Further research focused on determining the distribution of Colletotrichum species is needed for implementation of specific management strategies based on fungicide applications in each avocado production region, because variation in sensitivity can occur as well as the emergence of fungicide-resistant isolates [52,53]. Furthermore, the emergence of more aggressive species of Colletotrichum highlights the need for regular surveys, particularly when taking into account the fact that most commercial groves are cv. “Hass” monocultures, the effects of climate change, and the adaptation of pathogens to new varieties and ecological niches.
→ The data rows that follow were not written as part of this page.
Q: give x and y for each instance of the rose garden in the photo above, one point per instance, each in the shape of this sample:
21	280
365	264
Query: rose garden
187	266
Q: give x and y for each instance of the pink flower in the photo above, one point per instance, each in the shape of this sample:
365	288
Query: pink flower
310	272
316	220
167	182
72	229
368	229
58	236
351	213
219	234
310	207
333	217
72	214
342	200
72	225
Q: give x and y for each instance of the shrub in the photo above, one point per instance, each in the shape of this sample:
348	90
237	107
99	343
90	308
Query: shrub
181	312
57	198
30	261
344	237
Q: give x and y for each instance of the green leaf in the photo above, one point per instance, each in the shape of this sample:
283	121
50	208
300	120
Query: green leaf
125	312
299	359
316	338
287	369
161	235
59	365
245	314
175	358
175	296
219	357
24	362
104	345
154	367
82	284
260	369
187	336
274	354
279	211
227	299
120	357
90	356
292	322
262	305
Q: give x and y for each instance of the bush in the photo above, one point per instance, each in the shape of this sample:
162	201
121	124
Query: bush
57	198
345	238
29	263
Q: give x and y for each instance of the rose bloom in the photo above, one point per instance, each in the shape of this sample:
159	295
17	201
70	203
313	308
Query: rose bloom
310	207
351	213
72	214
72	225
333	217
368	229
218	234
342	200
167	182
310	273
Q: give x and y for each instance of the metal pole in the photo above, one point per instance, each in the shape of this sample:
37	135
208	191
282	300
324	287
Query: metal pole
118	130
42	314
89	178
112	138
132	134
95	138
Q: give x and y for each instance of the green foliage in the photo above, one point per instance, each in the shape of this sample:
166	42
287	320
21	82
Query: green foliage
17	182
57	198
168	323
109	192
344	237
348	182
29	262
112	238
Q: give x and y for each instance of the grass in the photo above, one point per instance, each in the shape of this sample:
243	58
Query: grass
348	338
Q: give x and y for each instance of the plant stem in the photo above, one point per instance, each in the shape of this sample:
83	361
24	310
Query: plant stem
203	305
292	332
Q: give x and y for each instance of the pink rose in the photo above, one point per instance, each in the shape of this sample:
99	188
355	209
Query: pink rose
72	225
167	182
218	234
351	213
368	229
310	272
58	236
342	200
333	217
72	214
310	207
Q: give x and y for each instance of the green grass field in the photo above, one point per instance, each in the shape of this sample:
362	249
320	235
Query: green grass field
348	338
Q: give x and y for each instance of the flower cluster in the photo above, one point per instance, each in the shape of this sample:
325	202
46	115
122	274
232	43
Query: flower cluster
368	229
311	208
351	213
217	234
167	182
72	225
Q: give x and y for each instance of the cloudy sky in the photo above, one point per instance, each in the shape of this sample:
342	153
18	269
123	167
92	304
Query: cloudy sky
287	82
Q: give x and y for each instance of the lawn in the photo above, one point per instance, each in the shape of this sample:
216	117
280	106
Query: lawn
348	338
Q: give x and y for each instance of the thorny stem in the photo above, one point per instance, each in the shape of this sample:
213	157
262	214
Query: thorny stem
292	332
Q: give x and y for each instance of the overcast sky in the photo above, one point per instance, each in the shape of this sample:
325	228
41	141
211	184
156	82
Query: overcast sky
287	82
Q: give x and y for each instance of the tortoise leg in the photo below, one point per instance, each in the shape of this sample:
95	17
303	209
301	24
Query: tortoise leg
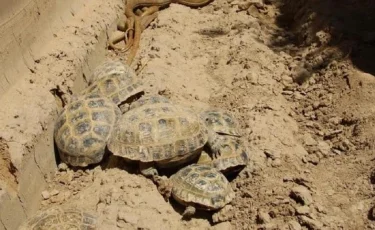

In conclusion, the present results obtained by molecular and morphological techniques as well as pathogenicity tests suggest that C. fructicola is the causal agent of anthracnose and soft rot in avocado fruits cv. “Hass” in the central part of Mexico. This finding is very important because the state of Hidalgo is close to Michoacan, the main avocado-producing state in Mexico, and thus C. fructicola could spread into areas where only C. gloesporioides, C. acutatum, and C. boninense have been reported to date (Figure 5). Moreover, this species should be included in sensitivity to fungicides tests aimed at maintaining the high quality of avocado fruits, which is essential for the exportation trade.

Figure 5.

Distribution of the Colletotrichum species complex in the main avocado-producing areas in Mexico. Image created by the authors. Map source: INEGI, Mapa Digital de México.